Mr Myers stopped me, though: what a handsome coat. High shoulder seams, long cuffs, buttoned all the way up. Nifty high-waisted grey trousers, too, and what seems to be a yellow waist coat. The portrait is dated 1814, and the fashion plate 1807.
Detail, 1807 fashion plate
Hmmmm…
Men’s Wear 1790-1829, Plate 005, 1807. Gift of Woodman Thompson, Metropolitan Museum of Art
The brown M-notch collar coat is clearly a thing in 1807. It’s popular in 1802. So popular. 1802 on the left. On the right, 1812.
Portrait of a Gentleman of the Society of the Cincinnati. Miniature by James Peale, American, 1802. Philadelphia Museum of Art, 2000-137-11
Portrait of a Young Man by James Peale, 1812. Philadelphia Museum of Art, 1944-47-1
And our friend Sully paints one in 1814.
After seeing Copley and other early American painters use English prints as references for portraiture, I wondered if Sully was at all influenced by fashion plates, and then to what degree American men and their tailors were influenced by published fashion plates.
Portrait of the Artist.
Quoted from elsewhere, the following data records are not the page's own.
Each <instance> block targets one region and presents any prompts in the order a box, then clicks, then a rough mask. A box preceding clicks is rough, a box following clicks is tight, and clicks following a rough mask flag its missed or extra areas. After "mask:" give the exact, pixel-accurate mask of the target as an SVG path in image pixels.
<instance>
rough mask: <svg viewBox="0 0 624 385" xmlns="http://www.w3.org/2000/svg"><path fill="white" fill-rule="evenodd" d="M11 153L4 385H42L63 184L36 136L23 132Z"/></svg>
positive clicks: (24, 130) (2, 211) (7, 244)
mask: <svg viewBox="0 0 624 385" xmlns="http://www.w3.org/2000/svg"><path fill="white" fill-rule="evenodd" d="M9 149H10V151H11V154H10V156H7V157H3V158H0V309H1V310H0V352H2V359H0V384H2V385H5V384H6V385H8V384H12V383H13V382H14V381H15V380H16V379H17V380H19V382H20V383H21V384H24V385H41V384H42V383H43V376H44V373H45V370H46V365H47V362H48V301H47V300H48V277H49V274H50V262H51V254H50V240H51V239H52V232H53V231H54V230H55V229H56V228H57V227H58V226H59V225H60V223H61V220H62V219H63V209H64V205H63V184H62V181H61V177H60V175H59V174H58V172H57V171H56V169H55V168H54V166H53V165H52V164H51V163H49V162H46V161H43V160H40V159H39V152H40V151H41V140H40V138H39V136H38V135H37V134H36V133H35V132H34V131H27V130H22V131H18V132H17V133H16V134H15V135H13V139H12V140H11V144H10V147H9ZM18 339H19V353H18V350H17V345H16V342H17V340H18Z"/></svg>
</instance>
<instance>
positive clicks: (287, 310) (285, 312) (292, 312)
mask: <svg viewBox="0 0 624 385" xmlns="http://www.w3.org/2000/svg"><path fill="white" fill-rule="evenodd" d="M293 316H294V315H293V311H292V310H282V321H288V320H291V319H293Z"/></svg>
Thomas Sully, 1821. Metropolitan Museum of Art, 94.23.3
Brown coats are clearly classic: Sully’s got one himself in 1821. I’m sure there’s a dissertation out there somewhere on the influence of fashion plates on American men’s fashion and representation in portraiture– I can almost remember stumbling across the reference. So that echoes and re-echoes and reflects through time even as I recall not just the the folk wisdom about brown suits, but the significance of well-tailored suit. Maybe from 1802-1821, brown is the new black.
*Ah, teenagers. The Young Mr failed to complete a paper by the due date, so I spent some quality time ensuring he got back on track.